Chairman of Bangalore based United Breweries, Mallya announced his plans in Srinagar on Monday. United Breweries owns the Kingfisher brand of beers and other alcoholic beverages.
"I'll propose the (Kashmir) government to allow us to restart cultivation of hop which will also help generate employment in Kashmir valley," Mallaya told a news conference in the summer capital of Indian administered Kashmir.
Hops, the female flower cones are used primarily as a flavouring and stability agent in an alcoholic drink.
Mallya, also the chairman of Kingfisher Airlines and owners of Bangalore's Royal Challengers cricket team of the Indian Premier League (IPL) said his family was friends with the Abdullah family of Kashmir, which has ruled Kashmir for 27 years.
"Our company will soon ask chief minister (of Kashmir) Omar Abdullah to help restart hop cultivation in the Kashmir valley," said Mallaya.
Omar Abdullah is the third generation of Abdullahs. His grandfather Sheikh Muhammad Abdullah was first prime minister of Kashmir after 1947 and later chief minister of the region after the devolution of powers of the State by the quasi-federal government at New Delhi.

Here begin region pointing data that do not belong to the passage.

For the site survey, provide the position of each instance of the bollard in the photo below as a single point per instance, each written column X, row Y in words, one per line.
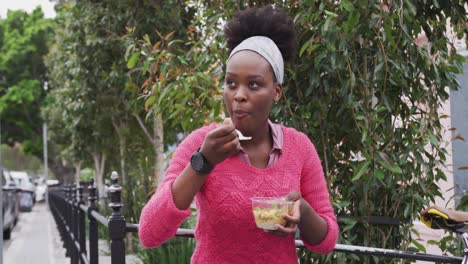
column 116, row 222
column 74, row 225
column 69, row 252
column 81, row 223
column 93, row 225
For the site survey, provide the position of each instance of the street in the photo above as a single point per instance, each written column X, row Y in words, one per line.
column 34, row 239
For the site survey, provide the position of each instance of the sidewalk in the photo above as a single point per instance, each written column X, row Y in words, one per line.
column 35, row 239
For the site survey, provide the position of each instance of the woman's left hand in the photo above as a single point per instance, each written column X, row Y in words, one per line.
column 292, row 220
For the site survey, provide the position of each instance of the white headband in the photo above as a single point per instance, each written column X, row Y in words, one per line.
column 267, row 49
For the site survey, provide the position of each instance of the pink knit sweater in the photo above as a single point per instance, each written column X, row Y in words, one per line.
column 226, row 230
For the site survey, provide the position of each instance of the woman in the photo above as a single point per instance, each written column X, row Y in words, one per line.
column 222, row 173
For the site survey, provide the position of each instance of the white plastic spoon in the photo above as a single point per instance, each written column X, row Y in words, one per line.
column 242, row 137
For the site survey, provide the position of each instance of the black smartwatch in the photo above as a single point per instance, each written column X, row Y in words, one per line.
column 199, row 163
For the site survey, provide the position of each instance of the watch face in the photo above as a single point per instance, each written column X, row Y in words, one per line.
column 197, row 161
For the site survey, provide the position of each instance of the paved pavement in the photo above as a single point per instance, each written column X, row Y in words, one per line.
column 35, row 239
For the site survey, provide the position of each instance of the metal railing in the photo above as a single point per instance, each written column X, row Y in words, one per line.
column 70, row 211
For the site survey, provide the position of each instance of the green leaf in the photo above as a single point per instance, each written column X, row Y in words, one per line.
column 362, row 168
column 331, row 13
column 388, row 164
column 379, row 174
column 133, row 60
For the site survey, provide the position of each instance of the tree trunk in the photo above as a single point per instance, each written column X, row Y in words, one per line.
column 119, row 129
column 61, row 171
column 99, row 165
column 158, row 146
column 157, row 141
column 77, row 171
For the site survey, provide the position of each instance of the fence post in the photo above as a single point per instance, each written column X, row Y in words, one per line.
column 64, row 209
column 74, row 224
column 81, row 223
column 93, row 226
column 116, row 222
column 68, row 220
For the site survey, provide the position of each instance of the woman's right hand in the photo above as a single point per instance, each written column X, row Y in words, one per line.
column 220, row 143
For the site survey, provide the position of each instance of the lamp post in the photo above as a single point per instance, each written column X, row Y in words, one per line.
column 44, row 139
column 1, row 194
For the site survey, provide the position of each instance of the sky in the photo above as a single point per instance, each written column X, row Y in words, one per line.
column 28, row 6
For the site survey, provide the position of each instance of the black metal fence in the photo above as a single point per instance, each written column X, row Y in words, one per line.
column 70, row 210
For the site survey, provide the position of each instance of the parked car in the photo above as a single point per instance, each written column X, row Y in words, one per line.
column 10, row 203
column 28, row 190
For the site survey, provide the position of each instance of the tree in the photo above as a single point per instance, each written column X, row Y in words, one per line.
column 366, row 87
column 24, row 41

Omar's father Farooq Abdullah has also served as chief minister of the State for 12 years in three terms.
Recalling old family ties Mallaya said his father Vittal Mallya was a friend to Sheikh Abdullah, and had started cultivating hop plants for manufacture of beer at Shilwath, 21 km north of Srinagar in 1973.
"It was a successful venture but after insurgency in Kashmir which started in late eighties, we wound the business up. Sheikh Abdullah inaugurated our enterprise," Mallya said.
In 1960’s a company under the name Solan was started as a distillatory in north Kashmir where hop berry were extracted.
In sixties Shia Muslim clerics raised voice against the cultivation and desisted sowing this liquor plants.
Mallya plans may however invite ire of the religious and separatist circles in the Muslim dominated Kashmir Valley, where the eruption of insurgency had stopped the hop cultivation in nineties.